[x264-devel] PATCH: frame_init_lowres_core_altivec
Guillaume POIRIER
gpoirier at mplayerhq.hu
Sat Jun 20 21:40:57 CEST 2009
Hello everyone!
I'm very sorry for the late response to this old mail. It didn't go
unnoticed, I just had to find enough time to carefully review your patch.
On Sun, May 31, 2009 at 12:41 AM, David Wolstencroft <
wolstencroft at alum.rpi.edu> wrote:
>
> Please find the attached patch for frame_init_lowres_core_altivec
>
Youpi! It's indeed the current most CPU-extensive non-altivec-ed routine.
I would appreciate any review you guys can give,
At first I thought I could shrink the linecount of the code that processes
the "end" part with some macros, but it'd only make the core less readable.

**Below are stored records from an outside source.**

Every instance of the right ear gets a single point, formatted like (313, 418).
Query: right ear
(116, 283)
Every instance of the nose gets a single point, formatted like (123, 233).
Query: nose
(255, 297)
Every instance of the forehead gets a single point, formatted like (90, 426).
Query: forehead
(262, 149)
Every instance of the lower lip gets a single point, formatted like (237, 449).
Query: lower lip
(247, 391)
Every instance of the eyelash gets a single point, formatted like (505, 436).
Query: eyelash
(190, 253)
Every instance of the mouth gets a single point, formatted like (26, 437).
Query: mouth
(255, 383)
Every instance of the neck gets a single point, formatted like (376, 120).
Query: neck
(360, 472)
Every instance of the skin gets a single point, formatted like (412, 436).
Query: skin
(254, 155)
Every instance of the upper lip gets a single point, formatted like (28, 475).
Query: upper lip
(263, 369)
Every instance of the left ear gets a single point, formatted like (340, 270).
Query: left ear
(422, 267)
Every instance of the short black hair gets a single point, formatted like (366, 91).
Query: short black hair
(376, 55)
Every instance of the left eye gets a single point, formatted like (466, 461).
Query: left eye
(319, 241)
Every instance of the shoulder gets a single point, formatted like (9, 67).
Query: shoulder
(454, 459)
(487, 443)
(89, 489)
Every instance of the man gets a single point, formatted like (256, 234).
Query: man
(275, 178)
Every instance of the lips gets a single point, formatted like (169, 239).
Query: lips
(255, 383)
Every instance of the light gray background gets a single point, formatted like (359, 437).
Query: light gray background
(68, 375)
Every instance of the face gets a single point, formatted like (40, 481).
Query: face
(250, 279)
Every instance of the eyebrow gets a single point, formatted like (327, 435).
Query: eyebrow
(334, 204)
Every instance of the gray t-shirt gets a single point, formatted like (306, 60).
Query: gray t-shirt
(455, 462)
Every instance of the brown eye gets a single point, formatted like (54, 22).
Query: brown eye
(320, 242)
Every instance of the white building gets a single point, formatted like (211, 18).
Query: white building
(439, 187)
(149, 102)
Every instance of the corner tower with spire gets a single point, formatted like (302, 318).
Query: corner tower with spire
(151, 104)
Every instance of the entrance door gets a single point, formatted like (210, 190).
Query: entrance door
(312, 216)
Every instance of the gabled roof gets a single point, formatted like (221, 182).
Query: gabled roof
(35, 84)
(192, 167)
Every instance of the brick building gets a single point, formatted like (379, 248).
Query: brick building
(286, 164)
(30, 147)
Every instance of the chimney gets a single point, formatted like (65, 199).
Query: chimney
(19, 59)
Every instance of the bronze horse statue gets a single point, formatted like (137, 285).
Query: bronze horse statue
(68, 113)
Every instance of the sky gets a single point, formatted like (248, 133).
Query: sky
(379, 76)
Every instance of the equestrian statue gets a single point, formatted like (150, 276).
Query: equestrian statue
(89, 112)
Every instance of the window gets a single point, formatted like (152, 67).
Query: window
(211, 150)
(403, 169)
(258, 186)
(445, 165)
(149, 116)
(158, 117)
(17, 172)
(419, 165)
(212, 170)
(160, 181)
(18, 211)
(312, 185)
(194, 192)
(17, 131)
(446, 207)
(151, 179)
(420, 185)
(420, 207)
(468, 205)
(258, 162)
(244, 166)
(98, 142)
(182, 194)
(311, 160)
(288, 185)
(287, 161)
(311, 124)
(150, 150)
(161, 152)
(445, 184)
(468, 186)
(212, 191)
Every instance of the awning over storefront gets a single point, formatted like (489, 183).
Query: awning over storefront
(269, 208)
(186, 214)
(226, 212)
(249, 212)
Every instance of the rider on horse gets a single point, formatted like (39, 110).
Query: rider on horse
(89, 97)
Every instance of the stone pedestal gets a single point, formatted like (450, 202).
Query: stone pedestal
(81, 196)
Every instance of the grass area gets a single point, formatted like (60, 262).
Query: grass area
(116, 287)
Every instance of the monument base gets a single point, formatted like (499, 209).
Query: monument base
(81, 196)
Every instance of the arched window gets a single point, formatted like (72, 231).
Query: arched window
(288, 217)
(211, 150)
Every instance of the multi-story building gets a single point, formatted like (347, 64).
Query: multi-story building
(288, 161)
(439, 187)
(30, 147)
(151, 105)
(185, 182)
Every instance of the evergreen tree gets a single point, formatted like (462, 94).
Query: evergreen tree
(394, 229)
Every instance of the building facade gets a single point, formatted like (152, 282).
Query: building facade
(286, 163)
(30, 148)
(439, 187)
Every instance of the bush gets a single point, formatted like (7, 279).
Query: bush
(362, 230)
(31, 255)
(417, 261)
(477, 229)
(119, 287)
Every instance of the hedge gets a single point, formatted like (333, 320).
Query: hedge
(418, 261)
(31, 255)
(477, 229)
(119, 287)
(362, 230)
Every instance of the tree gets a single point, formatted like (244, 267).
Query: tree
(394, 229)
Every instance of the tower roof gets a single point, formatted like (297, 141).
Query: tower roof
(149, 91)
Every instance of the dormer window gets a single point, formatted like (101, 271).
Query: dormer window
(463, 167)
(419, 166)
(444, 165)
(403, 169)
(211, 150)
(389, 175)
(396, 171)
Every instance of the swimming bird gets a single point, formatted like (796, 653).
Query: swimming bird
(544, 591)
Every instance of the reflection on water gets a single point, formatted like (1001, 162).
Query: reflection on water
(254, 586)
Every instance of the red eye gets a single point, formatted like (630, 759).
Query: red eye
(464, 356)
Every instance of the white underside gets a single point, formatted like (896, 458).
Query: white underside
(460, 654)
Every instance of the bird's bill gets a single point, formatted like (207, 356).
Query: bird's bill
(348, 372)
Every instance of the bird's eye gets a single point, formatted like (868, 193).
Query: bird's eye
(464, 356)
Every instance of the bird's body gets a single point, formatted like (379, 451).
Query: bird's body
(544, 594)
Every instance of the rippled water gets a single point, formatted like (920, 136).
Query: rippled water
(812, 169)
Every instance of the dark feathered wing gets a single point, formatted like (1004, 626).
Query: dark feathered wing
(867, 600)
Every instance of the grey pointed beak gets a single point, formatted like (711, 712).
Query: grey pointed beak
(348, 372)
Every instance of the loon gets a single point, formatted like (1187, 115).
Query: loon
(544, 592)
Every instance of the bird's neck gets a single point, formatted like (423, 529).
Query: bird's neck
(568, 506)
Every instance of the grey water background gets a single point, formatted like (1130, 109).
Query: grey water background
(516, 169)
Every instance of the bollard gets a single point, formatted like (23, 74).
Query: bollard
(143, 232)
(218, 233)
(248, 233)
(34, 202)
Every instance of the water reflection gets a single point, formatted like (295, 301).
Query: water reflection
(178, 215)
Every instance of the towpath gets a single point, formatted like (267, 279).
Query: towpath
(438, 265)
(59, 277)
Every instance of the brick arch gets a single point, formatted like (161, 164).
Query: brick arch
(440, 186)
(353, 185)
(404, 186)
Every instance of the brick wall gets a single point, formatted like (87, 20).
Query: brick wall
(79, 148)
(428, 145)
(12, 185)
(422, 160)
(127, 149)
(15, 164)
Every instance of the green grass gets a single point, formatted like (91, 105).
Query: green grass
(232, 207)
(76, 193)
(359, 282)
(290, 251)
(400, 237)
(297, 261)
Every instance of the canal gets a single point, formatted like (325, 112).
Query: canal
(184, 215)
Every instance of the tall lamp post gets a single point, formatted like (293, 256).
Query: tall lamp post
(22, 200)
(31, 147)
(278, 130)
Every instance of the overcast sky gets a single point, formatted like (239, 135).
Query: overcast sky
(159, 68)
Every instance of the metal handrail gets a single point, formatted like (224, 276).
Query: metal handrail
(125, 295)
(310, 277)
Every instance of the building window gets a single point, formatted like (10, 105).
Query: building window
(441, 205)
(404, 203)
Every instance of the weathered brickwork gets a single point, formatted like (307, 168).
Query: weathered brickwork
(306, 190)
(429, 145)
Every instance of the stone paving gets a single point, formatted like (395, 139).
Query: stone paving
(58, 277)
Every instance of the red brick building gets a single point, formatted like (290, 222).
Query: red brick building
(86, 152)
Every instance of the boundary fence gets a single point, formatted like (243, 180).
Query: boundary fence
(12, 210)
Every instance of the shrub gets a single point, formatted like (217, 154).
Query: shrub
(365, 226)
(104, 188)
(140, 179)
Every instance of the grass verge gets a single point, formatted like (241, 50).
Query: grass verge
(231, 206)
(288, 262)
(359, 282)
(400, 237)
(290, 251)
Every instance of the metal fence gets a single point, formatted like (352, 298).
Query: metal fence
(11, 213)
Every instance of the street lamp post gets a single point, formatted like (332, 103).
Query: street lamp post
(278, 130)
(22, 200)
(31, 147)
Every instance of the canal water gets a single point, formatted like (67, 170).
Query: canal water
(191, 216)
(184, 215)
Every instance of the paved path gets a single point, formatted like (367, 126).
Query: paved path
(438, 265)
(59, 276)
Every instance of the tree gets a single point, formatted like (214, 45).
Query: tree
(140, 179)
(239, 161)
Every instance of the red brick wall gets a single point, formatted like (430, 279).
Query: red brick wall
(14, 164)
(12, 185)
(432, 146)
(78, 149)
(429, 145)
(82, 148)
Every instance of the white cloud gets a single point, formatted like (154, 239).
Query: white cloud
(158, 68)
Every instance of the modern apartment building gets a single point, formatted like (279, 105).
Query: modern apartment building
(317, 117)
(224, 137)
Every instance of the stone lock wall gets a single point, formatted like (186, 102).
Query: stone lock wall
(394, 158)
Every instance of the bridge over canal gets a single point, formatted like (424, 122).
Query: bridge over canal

Well, really, I don't see anything that I could do to improve your code...
as well as anyone who can test the compile on a linux distribution.
>
Works on Gentoo with GCC 4.3 and 4.1.
> Speed gains as follows:
>
> ticks:
> lowres_init_c: 8374
> lowres_init_altivec: 375
>
> Below with a patched checkasm with CHUD for cycle accurate counts:
> lowres_init_c: 286981
> lowres_init_altivec: 12822
>
> Using the cycle accurate counts, the altivec version shows a 22.38x speed
> increase over plain C
>
Here are the figures on G5:
lowres_init_c: 3310
lowres_init_altivec: 132
That's a 25x speed increase over sequential code.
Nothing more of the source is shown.